Classic Computer Magazine Archive COMPUTE! ISSUE 87 / AUGUST 1987 / PAGE 8

Commodore Monitor Commands

I have been trying to teach myself to program in machine language, but I haven't been able to figure out how to get my monitor to save the programs I write. I am using a program called "Supermon 64."

Cliff Anderson

All Commodore machine language monitor programs use similar commands for saving, but the syntax differs slightly from one monitor to the next. Say that you want to save a program that occupies memory locations $C000–$C020. Here is the syntax to use from "Supermon 64:"

.S "TEST", 08, C000, C021

(The monitor program supplies the period at the beginning of the command; you type the rest.)

Of course, you would substitute your filename for TEST. The S command stands for Save, and the name inside quotation marks can be any legal Commodore filename. After the filename come three parameters: the device number (use 08 for disk, 01 for tape), the starting address, and the ending address. Notice that the ending address is actually one byte beyond the last byte that you want to save. This peculiarity is common to most Commodore monitors. If you are using the Commodore 128's built-in machine language monitor, the syntax of the save command is the same, except that commas are not needed and you need not put a leading zero in front of the 8.

Here's the syntax for saving the same program using "Micromon," another popular Commodore 64 monitor:

.S C000 C021 "TEST" 08

All the same parameters are present, simply in different order. Whereas Supermon 64 insists that the last four parameters be separated by commas, Micromon expects them to be separated by spaces. Other monitors may use a slightly different syntax.

To load a file, you need only specify the filename and device number. Here is a typical monitor load command:

.L "TEST", 08

Again, some monitors may expect to see the device number in front of the filename, or they may insist on a space where the comma appears. Note that all loads from a monitor are nonrelocating: The data goes into the same memory area it was originally saved from.

Another useful trick is knowing how to divert the monitor's output to a disk file or to a printer. If you're examining a long program, for instance, it's much easier to deal with a printed disassembly rather than a disassembly on the screen. The printout lets you see more than one screenful of information at a time and can also be annotated with comments.

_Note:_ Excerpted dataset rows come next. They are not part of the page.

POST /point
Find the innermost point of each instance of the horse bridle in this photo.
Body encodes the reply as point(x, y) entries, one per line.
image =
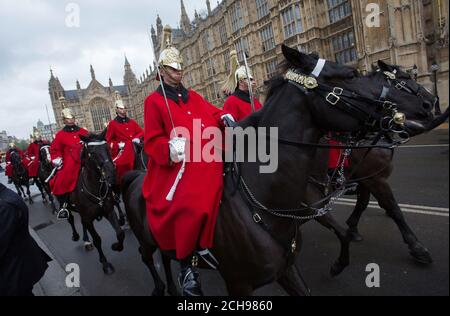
point(101, 197)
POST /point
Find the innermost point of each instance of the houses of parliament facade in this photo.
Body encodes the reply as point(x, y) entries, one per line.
point(410, 33)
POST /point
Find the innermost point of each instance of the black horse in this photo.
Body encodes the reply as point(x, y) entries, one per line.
point(20, 177)
point(44, 171)
point(255, 241)
point(92, 197)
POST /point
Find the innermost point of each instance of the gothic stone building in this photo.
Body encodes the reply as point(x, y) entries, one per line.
point(410, 33)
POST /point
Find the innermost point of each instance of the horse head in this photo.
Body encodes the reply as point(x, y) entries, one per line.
point(96, 157)
point(388, 99)
point(336, 97)
point(44, 154)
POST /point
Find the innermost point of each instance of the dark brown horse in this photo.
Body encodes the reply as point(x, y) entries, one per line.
point(93, 198)
point(257, 246)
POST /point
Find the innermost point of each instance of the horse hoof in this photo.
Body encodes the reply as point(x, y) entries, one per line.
point(108, 269)
point(88, 246)
point(336, 269)
point(355, 236)
point(118, 247)
point(421, 255)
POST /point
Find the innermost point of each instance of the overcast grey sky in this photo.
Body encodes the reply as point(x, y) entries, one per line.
point(34, 36)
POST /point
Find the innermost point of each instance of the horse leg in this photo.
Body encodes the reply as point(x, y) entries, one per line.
point(383, 193)
point(112, 218)
point(343, 261)
point(75, 235)
point(87, 243)
point(30, 200)
point(147, 257)
point(363, 199)
point(121, 213)
point(172, 288)
point(108, 268)
point(293, 283)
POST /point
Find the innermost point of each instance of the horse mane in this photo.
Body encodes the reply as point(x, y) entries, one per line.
point(276, 81)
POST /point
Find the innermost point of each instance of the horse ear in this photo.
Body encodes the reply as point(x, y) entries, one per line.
point(384, 67)
point(300, 60)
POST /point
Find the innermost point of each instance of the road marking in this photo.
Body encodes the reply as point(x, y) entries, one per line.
point(425, 146)
point(420, 207)
point(415, 209)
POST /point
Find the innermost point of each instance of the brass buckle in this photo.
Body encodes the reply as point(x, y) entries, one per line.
point(332, 98)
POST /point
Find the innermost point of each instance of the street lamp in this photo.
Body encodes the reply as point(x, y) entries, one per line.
point(415, 72)
point(434, 70)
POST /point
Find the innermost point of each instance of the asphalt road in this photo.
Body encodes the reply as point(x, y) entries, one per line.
point(420, 183)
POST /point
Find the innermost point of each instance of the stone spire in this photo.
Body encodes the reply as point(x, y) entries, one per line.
point(129, 78)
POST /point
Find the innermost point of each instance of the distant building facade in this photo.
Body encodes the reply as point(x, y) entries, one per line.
point(410, 32)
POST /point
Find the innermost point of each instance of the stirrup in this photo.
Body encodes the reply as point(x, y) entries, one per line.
point(63, 213)
point(189, 283)
point(209, 258)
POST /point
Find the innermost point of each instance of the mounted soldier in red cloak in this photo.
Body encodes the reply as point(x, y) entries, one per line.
point(9, 167)
point(182, 197)
point(65, 152)
point(122, 132)
point(239, 86)
point(33, 155)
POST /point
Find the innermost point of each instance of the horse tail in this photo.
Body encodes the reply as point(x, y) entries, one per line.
point(128, 179)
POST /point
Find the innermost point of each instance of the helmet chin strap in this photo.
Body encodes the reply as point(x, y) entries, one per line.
point(319, 68)
point(168, 75)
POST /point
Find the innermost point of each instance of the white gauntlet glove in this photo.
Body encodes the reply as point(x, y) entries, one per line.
point(177, 148)
point(228, 116)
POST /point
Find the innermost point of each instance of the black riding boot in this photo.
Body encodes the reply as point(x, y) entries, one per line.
point(63, 212)
point(189, 278)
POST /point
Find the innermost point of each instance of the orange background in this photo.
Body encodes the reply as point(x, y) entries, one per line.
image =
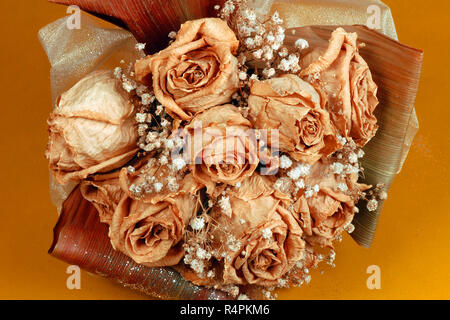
point(412, 242)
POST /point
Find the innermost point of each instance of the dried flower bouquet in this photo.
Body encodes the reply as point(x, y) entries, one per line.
point(232, 156)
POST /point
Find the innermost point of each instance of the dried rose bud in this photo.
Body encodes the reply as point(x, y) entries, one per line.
point(92, 129)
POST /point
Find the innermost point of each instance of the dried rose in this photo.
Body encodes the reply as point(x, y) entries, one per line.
point(92, 129)
point(152, 234)
point(222, 148)
point(104, 192)
point(325, 213)
point(197, 71)
point(346, 83)
point(292, 106)
point(261, 238)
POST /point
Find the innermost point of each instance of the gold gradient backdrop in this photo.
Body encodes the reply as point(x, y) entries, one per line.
point(411, 244)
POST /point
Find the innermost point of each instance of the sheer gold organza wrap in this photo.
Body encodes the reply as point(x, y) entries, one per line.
point(75, 53)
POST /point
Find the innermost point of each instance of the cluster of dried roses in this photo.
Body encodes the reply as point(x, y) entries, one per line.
point(230, 223)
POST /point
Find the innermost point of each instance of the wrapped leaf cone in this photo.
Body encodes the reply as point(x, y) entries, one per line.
point(79, 236)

A few monitors provide a separate command for printer output (typically, P) or one for generally diverting output (typically, O). Supermon and Micromon don't support printer output or general diversion, but there's still a way to accomplish the job. To illustrate; say that you are using Micromon, which starts at location 49152, and you want a printed disassembly of the first 32 bytes of the program, in locations $C000–$C020. After loading Micromon and performing a NEW, you could enter these commands and press RETURN:

OPEN 4, 4 : CMD 4

The OPEN statement opens a file to the printer (device 4) and the CMD statement diverts to the printer all output that would normally go to the screen. You'll have to type blind, for the most part: When you enter Micromon, you won't see the program's normal display, but characters which you type will still appear on the screen. Enter this command to start Micromon:

SYS 49152

If you are using Supermon and have previously installed it at its normal location, you would substitute SYS 38893 for the preceding command. In either case, you are now in the monitor; the program's normal register display goes to the printer rather than appearing on the screen. This command disassembles the bytes in locations $C000-$C020:

.D C000 C020

The printer prints a disassembly of those bytes and waits for your next command. Exit the monitor with X and then enter this statement to close the file to the printer:


The naked PRINT# statement is needed to insure that all printer output gets sent to that device. The resulting printout will contain a couple of superfluous READY statements in addition to the output from the monitor. Remember, CMD causes all output to be diverted, even BASIC prompts and error messages.

You can divert the monitor's output to a disk or tape file with the same technique. Just open the file before you enter the monitor. This session shows how to send a Micromon disassembly of the bytes in locations $C000–$C020 to a disk file named TEST:

OPEN 2, 8, 2, "0 : TEST, P, W" : CMD 2
SYS 49152
.D C000 C020

Again, you must take care to close the file properly after exiting the monitor. The same method works with Supermon 64; however, you should not start Supermon with RUN after opening the disk file, since RUN has the effect of closing all disk channels (although it doesn't properly close all open files). If you have not yet run Supermon, start it with GOTO 130 rather than with RUN. If it's already installed, restart it with SYS 38893. In much the same way, you can divert the output of other monitor commands such as M (Memory) and R (Registers) that normally print information on the screen.

Supermon 64 and Micromon are both public domain programs, available from many Commodore user groups and other public domain, sources. Supermon 64 is also included in Raeto West's Programming the 64, available from COMPUTE! Books.